La plagiocéphalie positionnelle est une déformation du crâne qui survient dès le plus jeune âge de l'enfant, caractérisée par une perte de symétrie. Elle se manifeste par une asymétrie de la base du crâne. La plagiocéphalie positionnelle est une déformation crânienne constituée d’un aplatissement de l’arrière de la tête, le plus souvent sur le côté droit et plus fréquente chez les garçons que chez les filles, qui peut être accompagné d’un déplacement du même côté de la tête vers l’avant. Le front du même côté peut être plus en avant, l’œil plus ouvert et l’oreille peut se déplacer généralement vers l’avant par rapport à l’autre.
Causes de la plagiocéphalie
Le syndrome de la tête plate, ou déformation crânienne positionnelle (DCP), apparaît lorsque la tête du bébé reste en appui prolongé sur une surface plate sans bouger, ou suite à une position répétée. Le crâne du nourrisson est très malléable, ce qui le rend vulnérable aux pressions prolongées. Une déformation positionnelle peut aussi apparaître si le bébé a une position préférentielle. Parfois, dans l’utérus, le crâne du bébé peut être soumis à des contraintes, par exemple s’il est prématurément engagé contre le promontoire sacré maternel. Après la naissance, la tête peut se déformer jusqu’à ce que les os du crâne soient moins malléables.
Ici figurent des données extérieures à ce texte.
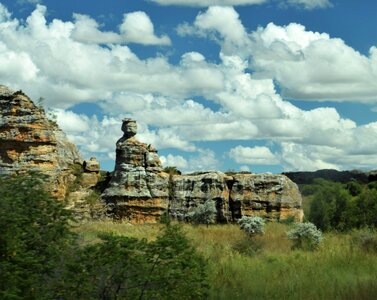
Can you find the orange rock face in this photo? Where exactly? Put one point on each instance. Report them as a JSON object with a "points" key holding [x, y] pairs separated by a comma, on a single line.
{"points": [[31, 142]]}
La cause fréquente de la plupart des nourrissons atteints de plagiocéphalie est le CMD ou le torticolis musculaire congénital ou l’habitude de dormir habituellement du même côté.
- Positionnement prolongé sur le dos : Bien que crucial pour prévenir la mort subite du nourrisson, le couchage sur le dos peut contribuer à l'aplatissement du crâne.
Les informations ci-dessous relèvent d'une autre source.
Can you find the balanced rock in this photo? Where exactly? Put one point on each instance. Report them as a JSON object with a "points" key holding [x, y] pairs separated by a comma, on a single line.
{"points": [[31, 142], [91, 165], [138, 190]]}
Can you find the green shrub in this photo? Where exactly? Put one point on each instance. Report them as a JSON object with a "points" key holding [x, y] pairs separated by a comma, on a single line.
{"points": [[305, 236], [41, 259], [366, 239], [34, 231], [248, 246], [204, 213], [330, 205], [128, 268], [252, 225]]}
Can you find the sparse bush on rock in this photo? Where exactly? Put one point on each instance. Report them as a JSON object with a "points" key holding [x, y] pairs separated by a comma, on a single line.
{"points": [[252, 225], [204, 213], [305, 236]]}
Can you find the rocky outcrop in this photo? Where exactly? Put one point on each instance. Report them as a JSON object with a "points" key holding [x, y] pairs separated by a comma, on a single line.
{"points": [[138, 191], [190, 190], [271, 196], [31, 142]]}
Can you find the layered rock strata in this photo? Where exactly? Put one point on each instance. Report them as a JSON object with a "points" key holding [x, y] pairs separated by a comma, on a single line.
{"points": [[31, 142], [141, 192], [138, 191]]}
- Contraintes intra-utérines : Un espace limité dans l'utérus peut exercer une pression sur le crâne du bébé.
- Torticolis congénital : Cette condition, caractérisée par un raccourcissement des muscles du cou, peut entraîner une préférence pour tourner la tête d'un seul côté.
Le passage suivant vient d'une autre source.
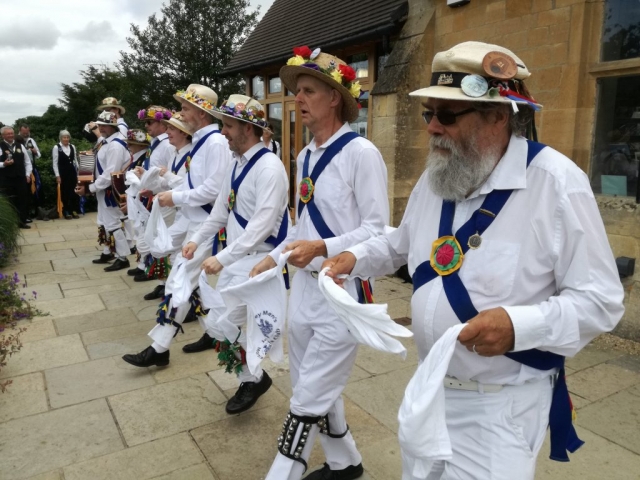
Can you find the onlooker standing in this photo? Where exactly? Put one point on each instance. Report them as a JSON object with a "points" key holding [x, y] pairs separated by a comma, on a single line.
{"points": [[65, 166], [15, 173]]}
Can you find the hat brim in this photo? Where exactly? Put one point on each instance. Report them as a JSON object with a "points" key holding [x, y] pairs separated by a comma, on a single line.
{"points": [[119, 107], [453, 93], [289, 75]]}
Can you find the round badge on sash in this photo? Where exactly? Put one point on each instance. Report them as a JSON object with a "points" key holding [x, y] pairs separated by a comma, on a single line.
{"points": [[306, 189], [499, 65], [474, 86]]}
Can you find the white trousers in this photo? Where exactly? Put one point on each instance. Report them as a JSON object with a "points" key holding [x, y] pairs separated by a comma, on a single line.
{"points": [[322, 353], [495, 436], [110, 219]]}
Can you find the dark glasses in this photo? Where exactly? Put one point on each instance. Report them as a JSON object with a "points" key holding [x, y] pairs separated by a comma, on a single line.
{"points": [[445, 117]]}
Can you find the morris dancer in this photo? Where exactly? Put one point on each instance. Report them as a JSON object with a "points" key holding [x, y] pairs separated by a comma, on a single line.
{"points": [[206, 165], [504, 234], [113, 156], [252, 206], [342, 200]]}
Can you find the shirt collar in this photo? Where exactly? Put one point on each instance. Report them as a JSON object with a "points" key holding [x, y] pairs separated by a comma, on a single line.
{"points": [[343, 129]]}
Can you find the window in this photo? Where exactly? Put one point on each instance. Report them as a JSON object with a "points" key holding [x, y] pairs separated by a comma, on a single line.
{"points": [[616, 152], [621, 34]]}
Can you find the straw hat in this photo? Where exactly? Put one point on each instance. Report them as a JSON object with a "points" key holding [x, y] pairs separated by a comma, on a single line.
{"points": [[107, 118], [328, 69], [154, 112], [177, 121], [136, 136], [198, 95], [111, 102], [243, 108], [479, 72]]}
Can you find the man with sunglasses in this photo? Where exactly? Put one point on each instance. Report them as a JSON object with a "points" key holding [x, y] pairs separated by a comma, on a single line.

- Utilisation excessive de dispositifs de contention : Les sièges-coques, transats et matelas trop mous peuvent restreindre la mobilité du nourrisson et favoriser la plagiocéphalie.
Après la naissance : la position prolongée sur le dos sur une surface dure (matelas, cosy, siège auto…) augmente le risque de malformations positionnelles mais il faut suivre les recommandations de mettre les bébés sur le dos. Les enfants alimentés toujours dans la même position ont plus de plagiocéphalies.
Lire aussi: Suivi de Bébé par un Pédiatre
Comment reconnaître la plagiocéphalie chez le bébé ?
Pour reconnaître un syndrome de la tête plate chez un bébé, il faut regarder la tête du bébé par au-dessus, de préférence lorsqu’il a les cheveux mouillés. Dans les cas de déformations plus sévères, on observe une avancée frontale, et une asymétrie des oreilles. Une asymétrie faciale est notable dans les cas les plus sévères. Dans le cas des brachycéphalies, on peut également observer la tête vue de profil. Si il s’agit d’un aplatissement de la partie arrière (droite ou gauche) de la boîte crânienne, il s’agit d’une plagiocéphalie.
Conséquences potentielles de la plagiocéphalie
D’après la HAS (Haute Autorité de Santé), le problème est principalement esthétique mais “les troubles de l’articulé dentaire avec latéromandibulie, les troubles posturaux (risque de rétraction musculaire) peuvent être retrouvés dans les formes sévères de plagiocéphalie fronto-occipitale.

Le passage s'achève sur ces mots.